Non è mai stata dichiaratamente espressa. Penso sia molto difficile per un uomo essere un mio subordinato ed a volte capisco che se fossi uomo sarei maggiormente considerata. Mi è capitato di chiedere che una cosa venisse fatta in un determinato modo e di non essere ascoltata. Mi rendo conto che se avessi avuto dei baffi ed un timbro di voce diverso, non avrei dovuto chiedere e richiedere le cose decine di volte. Io poi sono di indole buona, non mi interessa litigare, non cerco lo scontro e non sono nemmeno competitiva. Sono per la pace e l’amore.

Mi rendo conto che a molte persone brucia che una donna gli dia una pista, ma a me non interessa, non sto lì a rimarcarlo. Mi basta saperlo io. Il mio socio continua a ripetermi che Verde Pistacchio non sarebbe lo stesso senza di me e mi sostiene tantissimo, il resto non conta.
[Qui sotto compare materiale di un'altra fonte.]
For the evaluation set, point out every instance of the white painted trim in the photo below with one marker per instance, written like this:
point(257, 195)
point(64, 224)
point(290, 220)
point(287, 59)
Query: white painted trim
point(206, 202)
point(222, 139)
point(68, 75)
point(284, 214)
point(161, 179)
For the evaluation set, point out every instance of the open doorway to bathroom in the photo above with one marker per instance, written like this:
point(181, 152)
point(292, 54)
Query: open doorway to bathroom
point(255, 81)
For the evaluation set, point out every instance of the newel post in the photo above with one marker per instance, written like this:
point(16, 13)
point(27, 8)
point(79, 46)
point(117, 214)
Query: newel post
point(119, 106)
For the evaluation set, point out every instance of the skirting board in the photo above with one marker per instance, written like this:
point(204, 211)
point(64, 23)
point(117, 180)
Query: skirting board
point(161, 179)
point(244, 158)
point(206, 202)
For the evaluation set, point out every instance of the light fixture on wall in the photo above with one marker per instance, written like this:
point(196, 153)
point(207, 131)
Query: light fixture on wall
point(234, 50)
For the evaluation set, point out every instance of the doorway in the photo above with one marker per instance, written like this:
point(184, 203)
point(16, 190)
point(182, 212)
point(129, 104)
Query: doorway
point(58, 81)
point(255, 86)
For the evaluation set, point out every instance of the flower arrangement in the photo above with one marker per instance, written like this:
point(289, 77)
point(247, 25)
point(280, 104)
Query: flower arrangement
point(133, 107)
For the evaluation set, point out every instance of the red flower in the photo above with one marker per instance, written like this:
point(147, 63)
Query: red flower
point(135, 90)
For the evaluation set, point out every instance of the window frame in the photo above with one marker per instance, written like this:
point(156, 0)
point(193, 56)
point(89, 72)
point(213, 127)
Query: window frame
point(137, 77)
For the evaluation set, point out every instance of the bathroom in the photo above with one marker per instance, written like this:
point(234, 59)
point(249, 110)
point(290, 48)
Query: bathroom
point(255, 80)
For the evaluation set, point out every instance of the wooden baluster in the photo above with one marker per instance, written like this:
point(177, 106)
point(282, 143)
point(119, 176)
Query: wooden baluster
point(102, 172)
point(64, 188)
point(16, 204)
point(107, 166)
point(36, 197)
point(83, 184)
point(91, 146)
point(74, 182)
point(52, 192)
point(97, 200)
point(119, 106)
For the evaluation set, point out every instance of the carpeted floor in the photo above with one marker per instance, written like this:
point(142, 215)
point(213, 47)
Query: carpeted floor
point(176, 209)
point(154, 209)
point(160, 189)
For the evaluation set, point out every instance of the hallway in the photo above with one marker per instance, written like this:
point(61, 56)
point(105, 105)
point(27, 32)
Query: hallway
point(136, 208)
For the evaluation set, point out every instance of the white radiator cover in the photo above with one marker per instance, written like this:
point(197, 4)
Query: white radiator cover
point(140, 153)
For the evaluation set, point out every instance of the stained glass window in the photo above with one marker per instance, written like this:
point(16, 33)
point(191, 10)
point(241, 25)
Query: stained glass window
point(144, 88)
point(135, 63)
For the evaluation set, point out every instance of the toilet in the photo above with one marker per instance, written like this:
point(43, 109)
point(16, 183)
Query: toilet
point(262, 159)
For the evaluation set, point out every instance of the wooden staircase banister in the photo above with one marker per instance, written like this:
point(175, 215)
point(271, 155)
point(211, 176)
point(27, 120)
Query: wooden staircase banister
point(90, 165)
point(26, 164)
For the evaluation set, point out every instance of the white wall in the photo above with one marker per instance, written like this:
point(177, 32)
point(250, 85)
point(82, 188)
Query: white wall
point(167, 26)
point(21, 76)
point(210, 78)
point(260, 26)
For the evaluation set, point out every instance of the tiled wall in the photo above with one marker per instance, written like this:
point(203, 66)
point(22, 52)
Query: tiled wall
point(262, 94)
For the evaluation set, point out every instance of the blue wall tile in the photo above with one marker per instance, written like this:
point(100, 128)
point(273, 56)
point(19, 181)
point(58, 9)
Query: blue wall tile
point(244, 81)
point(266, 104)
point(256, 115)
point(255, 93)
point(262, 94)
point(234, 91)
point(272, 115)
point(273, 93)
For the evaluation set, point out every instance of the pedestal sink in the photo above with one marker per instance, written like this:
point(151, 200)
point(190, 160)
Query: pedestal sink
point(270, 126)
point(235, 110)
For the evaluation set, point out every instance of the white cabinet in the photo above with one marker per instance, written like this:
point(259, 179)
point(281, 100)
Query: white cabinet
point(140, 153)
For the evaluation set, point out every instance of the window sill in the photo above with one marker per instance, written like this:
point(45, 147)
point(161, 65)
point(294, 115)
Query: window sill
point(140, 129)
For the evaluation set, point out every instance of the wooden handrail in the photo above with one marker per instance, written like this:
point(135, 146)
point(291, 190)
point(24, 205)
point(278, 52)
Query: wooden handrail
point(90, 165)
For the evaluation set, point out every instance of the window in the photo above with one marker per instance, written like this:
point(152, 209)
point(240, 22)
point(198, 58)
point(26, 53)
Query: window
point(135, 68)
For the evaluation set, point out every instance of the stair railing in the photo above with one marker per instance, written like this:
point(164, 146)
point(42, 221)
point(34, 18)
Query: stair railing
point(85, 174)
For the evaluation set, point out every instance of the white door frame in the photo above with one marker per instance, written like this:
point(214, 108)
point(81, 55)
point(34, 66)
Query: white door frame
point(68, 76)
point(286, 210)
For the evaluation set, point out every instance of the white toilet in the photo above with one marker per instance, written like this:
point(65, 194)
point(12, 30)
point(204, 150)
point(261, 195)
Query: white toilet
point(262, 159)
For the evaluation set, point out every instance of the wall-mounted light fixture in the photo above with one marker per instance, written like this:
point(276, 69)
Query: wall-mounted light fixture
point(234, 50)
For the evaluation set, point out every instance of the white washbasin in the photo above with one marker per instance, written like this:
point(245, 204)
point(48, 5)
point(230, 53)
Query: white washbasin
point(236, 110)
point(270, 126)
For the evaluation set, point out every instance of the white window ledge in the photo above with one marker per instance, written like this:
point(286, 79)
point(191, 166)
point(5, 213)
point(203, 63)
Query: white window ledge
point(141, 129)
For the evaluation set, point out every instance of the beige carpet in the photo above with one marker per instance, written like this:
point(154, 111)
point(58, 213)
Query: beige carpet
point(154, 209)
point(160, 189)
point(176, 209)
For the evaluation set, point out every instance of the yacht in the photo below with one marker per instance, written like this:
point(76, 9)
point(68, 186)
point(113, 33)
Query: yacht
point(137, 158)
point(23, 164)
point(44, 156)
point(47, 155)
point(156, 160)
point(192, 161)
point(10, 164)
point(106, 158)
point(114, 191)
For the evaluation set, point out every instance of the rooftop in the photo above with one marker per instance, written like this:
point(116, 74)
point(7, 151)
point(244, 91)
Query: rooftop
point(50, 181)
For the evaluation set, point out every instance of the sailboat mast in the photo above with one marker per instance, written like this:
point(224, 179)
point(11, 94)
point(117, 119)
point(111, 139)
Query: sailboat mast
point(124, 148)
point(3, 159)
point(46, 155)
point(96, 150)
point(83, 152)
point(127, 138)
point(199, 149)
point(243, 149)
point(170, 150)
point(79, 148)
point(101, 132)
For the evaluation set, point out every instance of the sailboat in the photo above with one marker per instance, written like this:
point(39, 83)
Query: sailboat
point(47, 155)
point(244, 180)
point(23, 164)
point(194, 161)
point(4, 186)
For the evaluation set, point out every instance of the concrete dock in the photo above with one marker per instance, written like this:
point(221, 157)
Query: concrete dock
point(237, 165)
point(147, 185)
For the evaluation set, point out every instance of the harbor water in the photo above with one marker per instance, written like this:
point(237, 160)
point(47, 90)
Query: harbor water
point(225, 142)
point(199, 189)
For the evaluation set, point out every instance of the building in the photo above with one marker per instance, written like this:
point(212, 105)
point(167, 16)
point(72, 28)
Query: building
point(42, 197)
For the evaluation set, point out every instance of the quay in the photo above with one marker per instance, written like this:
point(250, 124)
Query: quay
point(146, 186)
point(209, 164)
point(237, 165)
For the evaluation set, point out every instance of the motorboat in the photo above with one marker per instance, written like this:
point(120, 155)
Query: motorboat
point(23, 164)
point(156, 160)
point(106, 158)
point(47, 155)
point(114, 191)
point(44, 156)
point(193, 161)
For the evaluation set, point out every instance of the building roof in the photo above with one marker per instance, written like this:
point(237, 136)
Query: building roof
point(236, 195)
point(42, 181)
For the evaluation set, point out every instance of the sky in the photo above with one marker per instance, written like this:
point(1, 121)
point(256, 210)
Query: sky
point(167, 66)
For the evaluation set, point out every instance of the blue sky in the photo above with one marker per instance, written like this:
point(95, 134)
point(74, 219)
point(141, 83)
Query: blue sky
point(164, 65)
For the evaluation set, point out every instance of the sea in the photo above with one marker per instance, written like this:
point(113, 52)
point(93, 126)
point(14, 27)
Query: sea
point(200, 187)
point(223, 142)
Nella mia carriera lavorativa, in altri posti, ho dovuto sgomitare di più perchè donna. Ho lavorato in un ristorante dove non c’era spogliatoio maschile o femminile, era solo maschile, ed io mi dovevo cambiare insieme ai miei colleghi. A me non importa e non è importato, l’anatomia umana è quello che è, ma a posteriori mi rendo conto di quanto fosse ingiusto mettermi in quella situazione. Al tempo non mi sembrava neanche una cosa assurda, avevo 23 anni e stavo iniziando una nuova avventura, volevo dimostrare che ce la potevo fare. I miei colleghi uscivano per farmi cambiare, avevano rispetto.

Nel tempo ho capito che certe cose non devono essere accettate, che era sbagliato il principio. Per fortuna però ho sempre lavorato con persone fantastiche. 

Camilla Pistacchi, il piacere del convivio

Camilla c’è uno chef che ha ispirato il tuo percorso in cucina?

Non ce n’è uno in particolare perchè mi piace la cucina etnica. Prendo spunto da Instagram. 

C’è stato un collega, Guido, che mi ha forgiato a livello umano, però non ho chef particolari che mi hanno ispirato. Non mi è mai interessata la cucina a 5 stelle. Forse è una mia pecca, ma sono poco competitiva. Per me la cosa più importante è la socialità a tavola, fare felici i miei ospiti.

A casa cucini o quando torni non vuoi vedere le pentole neanche da lontano?

Cucino solo per i miei amici, per la mia famiglia no. Quando ho amici a cena o mi vengono a trovare in campagna mi piace molto mettermi ai fornelli.